Is SuccessFactors operating multi book accounting across its parallel NetSuite and ByDesign instances? Or is it just pantomime?
Written by Phil Wainewright, Contributor

One of NetSuite's many new product features announced in his SuiteWorld keynote today by NetSuite founder and CTO Evan Goldberg was 'Multi Book Accounting'. "This is not so you can keep a separate set books for the tax authorities," he joked. Rather, it's for multinational businesses whose operations have to report under varying accounting rules. The underlying set of figures is the same, but the reporting rules about how to present the results can vary from one country to another. Keeping a separate set of books for each accounting regime avoids messy manual corrections and updates. It's an important upgrade to NetSuite's capabilities and will help the company win further successes in so-called 'tier-2' instances, where NetSuite is brought in to run subsidiary operations under a head office implementation of SAP or Oracle. [Disclosure: NetSuite has funded my travel and accommodation to be here].

Of course another way to run multi book accounting is to run two completely separate accounting systems in parallel. It's not as elegant a solution, in fact it might seem a pretty bizarre thing to do, especially for a single accounting entity. But convincing evidence emerged today that SAP subsidiary SuccessFactors is doing exactly that. Regular readers may recall that yesterday I explored the apparently contradictory statements coming out of SuiteWorld here in San Francisco and the SAPPHIRE event running at the same time in Orlando. SAP has renewed SuccessFactors' NetSuite licence, gloated one CEO. We swapped it out for SAP's Business ByDesign in just six weeks, crowed the other.

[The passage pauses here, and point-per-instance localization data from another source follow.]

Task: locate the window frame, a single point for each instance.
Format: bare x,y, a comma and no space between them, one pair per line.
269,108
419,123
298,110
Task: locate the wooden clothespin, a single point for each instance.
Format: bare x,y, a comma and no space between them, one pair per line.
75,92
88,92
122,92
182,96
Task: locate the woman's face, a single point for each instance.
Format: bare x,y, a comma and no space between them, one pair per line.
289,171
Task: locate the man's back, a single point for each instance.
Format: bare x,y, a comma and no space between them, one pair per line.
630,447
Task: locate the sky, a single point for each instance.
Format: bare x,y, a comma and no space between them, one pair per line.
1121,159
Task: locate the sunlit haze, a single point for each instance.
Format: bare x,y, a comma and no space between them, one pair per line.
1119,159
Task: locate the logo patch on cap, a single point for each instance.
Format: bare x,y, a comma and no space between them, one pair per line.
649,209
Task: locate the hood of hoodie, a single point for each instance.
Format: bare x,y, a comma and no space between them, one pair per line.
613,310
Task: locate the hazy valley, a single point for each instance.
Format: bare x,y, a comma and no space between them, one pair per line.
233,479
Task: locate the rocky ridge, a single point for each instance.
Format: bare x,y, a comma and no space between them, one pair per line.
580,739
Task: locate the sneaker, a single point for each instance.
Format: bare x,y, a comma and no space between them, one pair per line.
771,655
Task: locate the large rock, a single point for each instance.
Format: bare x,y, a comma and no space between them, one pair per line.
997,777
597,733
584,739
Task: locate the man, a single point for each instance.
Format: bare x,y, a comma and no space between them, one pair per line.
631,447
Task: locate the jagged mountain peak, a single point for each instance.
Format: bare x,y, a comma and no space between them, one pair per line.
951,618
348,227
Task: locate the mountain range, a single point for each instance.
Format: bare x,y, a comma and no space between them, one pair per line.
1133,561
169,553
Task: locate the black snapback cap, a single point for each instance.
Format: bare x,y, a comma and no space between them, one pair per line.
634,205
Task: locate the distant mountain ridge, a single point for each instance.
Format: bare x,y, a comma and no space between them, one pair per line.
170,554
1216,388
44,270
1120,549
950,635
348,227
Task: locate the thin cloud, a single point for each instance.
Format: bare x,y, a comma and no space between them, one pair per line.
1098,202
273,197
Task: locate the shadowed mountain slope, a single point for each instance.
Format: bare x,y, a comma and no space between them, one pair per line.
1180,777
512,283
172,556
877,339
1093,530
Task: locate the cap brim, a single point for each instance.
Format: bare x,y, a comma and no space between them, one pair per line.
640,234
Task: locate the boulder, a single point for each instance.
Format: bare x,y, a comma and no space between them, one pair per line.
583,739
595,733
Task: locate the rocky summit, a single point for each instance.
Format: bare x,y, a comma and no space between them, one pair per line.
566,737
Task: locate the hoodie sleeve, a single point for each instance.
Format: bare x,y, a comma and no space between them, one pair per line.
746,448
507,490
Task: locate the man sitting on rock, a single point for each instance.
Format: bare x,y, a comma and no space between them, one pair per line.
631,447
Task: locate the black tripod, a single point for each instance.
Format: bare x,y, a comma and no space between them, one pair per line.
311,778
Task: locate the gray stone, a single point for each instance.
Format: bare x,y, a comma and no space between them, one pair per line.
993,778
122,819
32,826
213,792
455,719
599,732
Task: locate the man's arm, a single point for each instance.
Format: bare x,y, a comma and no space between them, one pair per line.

What SuccessFactors CEO Lars Dalgaard may have forgotten however is that a SaaS vendor can easily check whether or not a customer is still using their system. Not to look up the actual data, you understand, which would be completely beyond the pale. But it's generally good practice to have systems that allow you to track your customer's activity on the system. If usage is dropping off, that's often a useful forewarning that a renewal might not be forthcoming.

So it was that NetSuite's CEO Zach Nelson met with analysts today ready to cite figures from yesterday's usage reports. A total of 130 unique users had accessed the SuccessFactors NetSuite system he said, making 350 separate logins between them. COO Jim McGeever went further, adding that some of them had been in the invoicing module creating new invoices. It's clear that, although ByDesign may be up-and-running at SuccessFactors, there are still a lot of users actively operating the NetSuite system. Evidently the transition has not been the six-week stroll in the park implied in yesterday's press statement.

Unless, of course, SuccessFactors really has gone fully over to ByDesign while continuing to operate a phantom business on its NetSuite instance as a smokescreen to mislead its rival. Now that would be a really weird case of multi book accounting. But in this conference pantomime of claim and counter-claim, who can tell the real truth of the matter?

In other discussions, one analyst with experience of some of the world's least scrupulous economies pondered whether the NetSuite management console incorporated a 'kill switch' that could be flipped to destroy the books in the event of a tax raid. No there isn't, the company's spokesman responded with a bemused expression. If there were, I suspect Lars Dalgaard would have flipped his by now.